Po wczorajszej powtórce meczu kwalifikacyjnego Konferencyjnej Ligi Piłki Nożnej pomiędzy Polesiem a słoweńską Olimpią (1-2), przedstawiciele klubu z Żytomierza mieli pretensje do serbskiego zespołu sędziowskiego. Miroslav Stupar, były sędzia FIFA, a obecnie renomowany ekspert, ocenił poziom sędziowania w meczu w Gliwicach i skomentował wypowiedź Oleksandra Usyka z jego pretensjami do arbitrażu dla Sport.ua:
"Uważam, że zespół sędziowski pod wodzą Milanovicia poradził sobie ze swoimi obowiązkami.

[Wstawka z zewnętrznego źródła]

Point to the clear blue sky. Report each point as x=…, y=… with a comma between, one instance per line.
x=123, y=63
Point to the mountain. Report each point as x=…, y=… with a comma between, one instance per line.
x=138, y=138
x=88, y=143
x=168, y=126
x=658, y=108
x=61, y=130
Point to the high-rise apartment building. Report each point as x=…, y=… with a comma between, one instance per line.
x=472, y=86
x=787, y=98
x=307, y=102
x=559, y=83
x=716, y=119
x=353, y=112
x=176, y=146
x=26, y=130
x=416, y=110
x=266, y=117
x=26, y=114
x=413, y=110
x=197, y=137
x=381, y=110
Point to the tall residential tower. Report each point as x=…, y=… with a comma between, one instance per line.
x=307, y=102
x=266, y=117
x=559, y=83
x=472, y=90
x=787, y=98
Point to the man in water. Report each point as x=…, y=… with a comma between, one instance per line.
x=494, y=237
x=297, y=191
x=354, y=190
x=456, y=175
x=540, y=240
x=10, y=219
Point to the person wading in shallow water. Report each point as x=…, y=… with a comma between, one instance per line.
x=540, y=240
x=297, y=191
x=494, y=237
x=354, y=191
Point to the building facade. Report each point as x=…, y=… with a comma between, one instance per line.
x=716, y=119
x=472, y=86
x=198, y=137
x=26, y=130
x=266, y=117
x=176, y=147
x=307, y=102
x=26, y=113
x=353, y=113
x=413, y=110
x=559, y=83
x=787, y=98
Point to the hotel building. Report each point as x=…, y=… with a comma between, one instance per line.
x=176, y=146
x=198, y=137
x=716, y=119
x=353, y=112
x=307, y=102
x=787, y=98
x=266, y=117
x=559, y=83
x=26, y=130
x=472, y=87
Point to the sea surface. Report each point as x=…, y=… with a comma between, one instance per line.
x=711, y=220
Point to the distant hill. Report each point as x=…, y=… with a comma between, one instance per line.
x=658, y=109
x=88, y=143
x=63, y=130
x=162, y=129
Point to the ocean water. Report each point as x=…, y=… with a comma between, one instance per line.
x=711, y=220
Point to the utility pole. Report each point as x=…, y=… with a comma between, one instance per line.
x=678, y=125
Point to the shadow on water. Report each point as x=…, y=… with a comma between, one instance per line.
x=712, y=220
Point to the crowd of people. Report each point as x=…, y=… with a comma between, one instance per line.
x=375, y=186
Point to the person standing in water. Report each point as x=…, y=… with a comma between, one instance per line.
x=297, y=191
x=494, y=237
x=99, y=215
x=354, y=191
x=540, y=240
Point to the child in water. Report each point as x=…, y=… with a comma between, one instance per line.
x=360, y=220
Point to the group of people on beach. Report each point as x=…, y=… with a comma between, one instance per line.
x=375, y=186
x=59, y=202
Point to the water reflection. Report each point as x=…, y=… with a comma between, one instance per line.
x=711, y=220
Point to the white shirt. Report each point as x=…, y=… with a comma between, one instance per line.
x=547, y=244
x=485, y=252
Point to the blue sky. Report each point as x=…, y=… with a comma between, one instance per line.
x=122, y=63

Tak, były drobne błędy, ale nie miały one wpływu na wynik.
Czy doszło do naruszenia przepisów przez zawodnika Polissii, gdy goście zdobyli zwycięską bramkę w doliczonym czasie gry? Był to kontrowersyjny moment, ale w zasadzie co to zmieniło, skoro to Słoweńcy zdobyli bramkę, a nie drużyna z Żytomierza, która nie miała szans na ucieczkę przed spadkiem.

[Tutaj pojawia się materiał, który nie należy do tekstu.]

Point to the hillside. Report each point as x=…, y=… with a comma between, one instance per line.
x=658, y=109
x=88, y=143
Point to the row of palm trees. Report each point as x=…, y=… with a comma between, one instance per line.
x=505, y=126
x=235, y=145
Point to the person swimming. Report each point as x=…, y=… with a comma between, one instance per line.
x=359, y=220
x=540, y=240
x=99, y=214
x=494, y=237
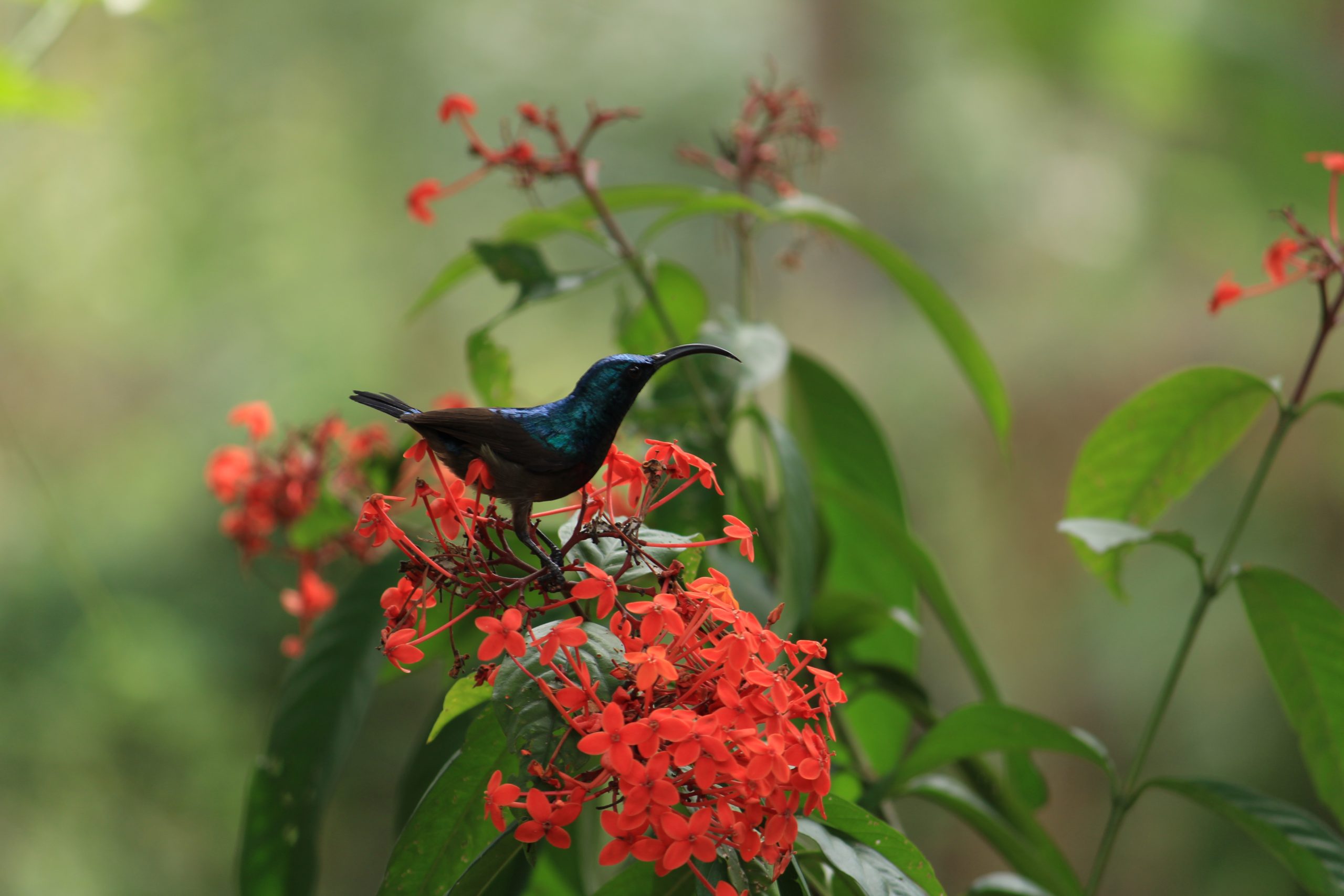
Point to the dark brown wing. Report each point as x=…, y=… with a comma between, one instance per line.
x=481, y=426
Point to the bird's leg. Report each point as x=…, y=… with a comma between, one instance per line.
x=523, y=530
x=555, y=551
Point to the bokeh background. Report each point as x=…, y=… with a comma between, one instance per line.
x=214, y=214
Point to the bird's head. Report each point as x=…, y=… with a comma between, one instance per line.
x=618, y=378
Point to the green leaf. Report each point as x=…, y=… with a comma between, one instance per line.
x=1335, y=398
x=1047, y=868
x=1301, y=636
x=327, y=519
x=915, y=558
x=573, y=217
x=936, y=305
x=496, y=870
x=609, y=554
x=428, y=761
x=1004, y=884
x=464, y=695
x=863, y=827
x=448, y=830
x=685, y=301
x=26, y=96
x=985, y=727
x=636, y=879
x=635, y=196
x=491, y=368
x=796, y=529
x=847, y=455
x=320, y=710
x=522, y=263
x=1297, y=839
x=529, y=719
x=1158, y=446
x=717, y=203
x=762, y=349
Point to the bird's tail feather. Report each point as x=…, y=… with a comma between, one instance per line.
x=383, y=402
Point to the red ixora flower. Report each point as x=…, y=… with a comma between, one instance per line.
x=256, y=417
x=420, y=196
x=398, y=648
x=456, y=104
x=616, y=738
x=227, y=469
x=740, y=531
x=598, y=585
x=548, y=821
x=502, y=635
x=496, y=797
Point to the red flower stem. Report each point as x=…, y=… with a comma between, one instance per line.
x=447, y=625
x=673, y=495
x=689, y=544
x=449, y=499
x=565, y=510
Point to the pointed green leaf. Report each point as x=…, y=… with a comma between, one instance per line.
x=928, y=296
x=714, y=203
x=847, y=455
x=1297, y=839
x=862, y=828
x=320, y=710
x=1301, y=636
x=574, y=217
x=448, y=830
x=1156, y=446
x=1004, y=884
x=985, y=727
x=796, y=525
x=500, y=868
x=464, y=695
x=686, y=304
x=1047, y=868
x=529, y=719
x=491, y=368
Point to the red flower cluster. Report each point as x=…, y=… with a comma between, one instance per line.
x=1299, y=256
x=776, y=125
x=716, y=733
x=518, y=155
x=270, y=489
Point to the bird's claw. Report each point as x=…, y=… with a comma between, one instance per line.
x=553, y=579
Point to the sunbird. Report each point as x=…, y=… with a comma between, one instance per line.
x=539, y=453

Co słynny bokser Oleksandr Usyk powiedział o stronniczości serbskiego zespołu sędziowskiego? To wszystko są emocje Usyka, kibica, który oczywiście spodziewał się zupełnie innego debiutu Polissii w europejskich rozgrywkach. Moim zdaniem winę za tę porażkę ponoszą przede wszystkim zawodnicy Polissii. Ponieważ nawet w drugim etapie nie mieli jasnego planu, jak uderzyć na bramkę przeciwnika, a obrona nadal była w rozsypce" - powiedział Stupar.